Merge pull request #3548 from AI-Hypercomputer:vladk/distill-freeze

Google-ML-Automation · Google-ML-Automation · commit 3b4244e30277 · 2026-04-02T10:49:08.000-07:00
PiperOrigin-RevId: 893589562
diff --git a/src/maxtext/configs/types.py b/src/maxtext/configs/types.py
@@ -1146,6 +1146,13 @@ class Distillation(BaseModel):
   distill_beta: float = Field(0.0, description="Weight for the feature loss component. Use 0.0 to disable")
   distill_layer_indices: None | list = Field(None, description="Feature indices for feature loss.")
 
+  # --- Distillation freezing filter --
+  student_params_to_update: None | list = Field(
+      None,
+      description="a list of model param name templates to finetune in the student model. "
+      "The other parameters will be frozen if this attribute is non empty)",
+  )
+
 
 class TrainingLoop(BaseModel):
   """Configuration for the main training loop, evaluation, and reproducibility."""

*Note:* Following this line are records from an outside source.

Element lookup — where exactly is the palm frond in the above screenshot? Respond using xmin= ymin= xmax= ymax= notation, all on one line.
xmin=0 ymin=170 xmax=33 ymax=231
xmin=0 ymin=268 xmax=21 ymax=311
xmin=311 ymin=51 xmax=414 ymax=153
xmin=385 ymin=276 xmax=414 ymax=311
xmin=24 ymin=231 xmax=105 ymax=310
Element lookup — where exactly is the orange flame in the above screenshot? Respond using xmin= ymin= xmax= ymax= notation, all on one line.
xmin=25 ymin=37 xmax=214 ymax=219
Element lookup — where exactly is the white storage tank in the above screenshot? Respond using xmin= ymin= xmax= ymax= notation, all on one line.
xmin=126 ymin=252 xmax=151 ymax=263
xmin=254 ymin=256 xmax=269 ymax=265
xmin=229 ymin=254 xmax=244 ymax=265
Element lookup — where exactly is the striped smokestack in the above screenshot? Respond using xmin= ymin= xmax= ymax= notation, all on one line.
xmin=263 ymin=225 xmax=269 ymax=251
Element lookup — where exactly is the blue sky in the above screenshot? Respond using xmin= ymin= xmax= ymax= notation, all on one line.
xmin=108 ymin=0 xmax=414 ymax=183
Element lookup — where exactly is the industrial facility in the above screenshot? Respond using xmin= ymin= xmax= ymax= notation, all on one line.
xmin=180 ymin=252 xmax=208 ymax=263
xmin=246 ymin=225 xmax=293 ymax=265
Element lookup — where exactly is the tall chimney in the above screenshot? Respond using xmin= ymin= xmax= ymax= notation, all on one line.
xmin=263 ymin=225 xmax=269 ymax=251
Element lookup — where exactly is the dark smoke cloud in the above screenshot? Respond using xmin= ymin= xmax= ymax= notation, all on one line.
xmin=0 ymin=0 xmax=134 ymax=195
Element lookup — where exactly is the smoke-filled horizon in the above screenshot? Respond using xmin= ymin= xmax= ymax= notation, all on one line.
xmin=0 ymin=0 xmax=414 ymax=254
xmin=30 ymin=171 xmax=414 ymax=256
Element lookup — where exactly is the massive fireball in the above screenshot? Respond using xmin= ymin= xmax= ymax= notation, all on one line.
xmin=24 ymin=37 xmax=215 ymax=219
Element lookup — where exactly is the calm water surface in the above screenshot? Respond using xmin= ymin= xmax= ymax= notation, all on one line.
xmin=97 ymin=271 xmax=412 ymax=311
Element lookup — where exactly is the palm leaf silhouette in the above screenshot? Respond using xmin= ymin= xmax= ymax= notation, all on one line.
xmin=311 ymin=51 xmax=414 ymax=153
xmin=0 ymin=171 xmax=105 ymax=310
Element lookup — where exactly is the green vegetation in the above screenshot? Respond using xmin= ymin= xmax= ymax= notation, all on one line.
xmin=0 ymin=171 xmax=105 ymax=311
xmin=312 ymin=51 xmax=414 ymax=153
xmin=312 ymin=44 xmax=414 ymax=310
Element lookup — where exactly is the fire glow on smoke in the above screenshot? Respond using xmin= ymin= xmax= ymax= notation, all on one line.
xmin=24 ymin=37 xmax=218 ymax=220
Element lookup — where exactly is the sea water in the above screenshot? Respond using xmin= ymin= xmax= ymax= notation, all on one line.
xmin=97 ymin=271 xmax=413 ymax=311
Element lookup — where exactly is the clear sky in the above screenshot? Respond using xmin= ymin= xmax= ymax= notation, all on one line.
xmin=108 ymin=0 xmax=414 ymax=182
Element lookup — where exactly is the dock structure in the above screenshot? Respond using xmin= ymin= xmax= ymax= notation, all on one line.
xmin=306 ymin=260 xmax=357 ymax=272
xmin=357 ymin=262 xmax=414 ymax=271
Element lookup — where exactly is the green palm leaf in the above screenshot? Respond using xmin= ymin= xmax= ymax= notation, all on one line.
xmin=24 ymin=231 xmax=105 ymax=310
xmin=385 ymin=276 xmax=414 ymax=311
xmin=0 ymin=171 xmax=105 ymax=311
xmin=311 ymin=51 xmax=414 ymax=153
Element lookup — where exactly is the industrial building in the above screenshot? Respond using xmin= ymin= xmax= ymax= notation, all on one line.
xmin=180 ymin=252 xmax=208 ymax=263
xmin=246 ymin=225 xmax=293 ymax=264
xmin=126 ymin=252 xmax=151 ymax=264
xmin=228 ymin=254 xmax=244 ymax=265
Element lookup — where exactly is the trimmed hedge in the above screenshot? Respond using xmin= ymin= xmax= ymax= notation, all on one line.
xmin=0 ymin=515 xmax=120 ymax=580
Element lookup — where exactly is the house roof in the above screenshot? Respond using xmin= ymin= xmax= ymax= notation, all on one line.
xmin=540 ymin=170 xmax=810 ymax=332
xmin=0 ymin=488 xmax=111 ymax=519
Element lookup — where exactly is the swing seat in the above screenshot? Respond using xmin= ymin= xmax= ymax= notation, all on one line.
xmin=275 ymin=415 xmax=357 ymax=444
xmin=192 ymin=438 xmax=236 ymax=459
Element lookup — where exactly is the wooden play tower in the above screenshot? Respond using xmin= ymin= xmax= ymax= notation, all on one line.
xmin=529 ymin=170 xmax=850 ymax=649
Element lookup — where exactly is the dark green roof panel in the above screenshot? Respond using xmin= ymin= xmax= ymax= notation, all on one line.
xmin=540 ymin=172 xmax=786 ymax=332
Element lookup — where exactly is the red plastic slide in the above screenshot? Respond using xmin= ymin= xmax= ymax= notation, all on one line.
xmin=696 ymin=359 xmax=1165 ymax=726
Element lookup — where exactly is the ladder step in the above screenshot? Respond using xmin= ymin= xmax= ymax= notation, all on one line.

diff --git a/src/maxtext/trainers/post_train/distillation/train_distill.py b/src/maxtext/trainers/post_train/distillation/train_distill.py
@@ -34,7 +34,8 @@
 """
 
 import inspect
-from typing import Sequence, Callable
+import logging
+from typing import Sequence, Callable, Any
 from absl import app
 from flax import nnx
 from flax.linen import partitioning as nn_partitioning
@@ -199,7 +200,15 @@ class MaxTextDistillationTrainer(peft_trainer.PeftTrainer):
   (positions, segment_ids) are passed to the model.
   """
 
-  def __init__(self, model, strategy: distillation_utils.DistillationStrategy, optimizer, training_config, **kwargs):
+  def __init__(
+      self,
+      model,
+      strategy: distillation_utils.DistillationStrategy,
+      optimizer,
+      training_config,
+      student_freeze_param_filter: Callable[[Any], bool] | None = None,
+      **kwargs,
+  ):
     # We pass a dummy optimizer to the base PeftTrainer temporarily to prevent PeftTrainer from eagerly
     # allocating massive optimizer states for the entire ModelBundle (including the frozen teacher) before
     # redefining the trainer optimizer here.
@@ -211,8 +220,22 @@ def __init__(self, model, strategy: distillation_utils.DistillationStrategy, opt
     # override optimizer to only use student_model.
     if training_config.gradient_accumulation_steps is not None and training_config.gradient_accumulation_steps > 1:
       optimizer = optax.MultiSteps(optimizer, training_config.gradient_accumulation_steps)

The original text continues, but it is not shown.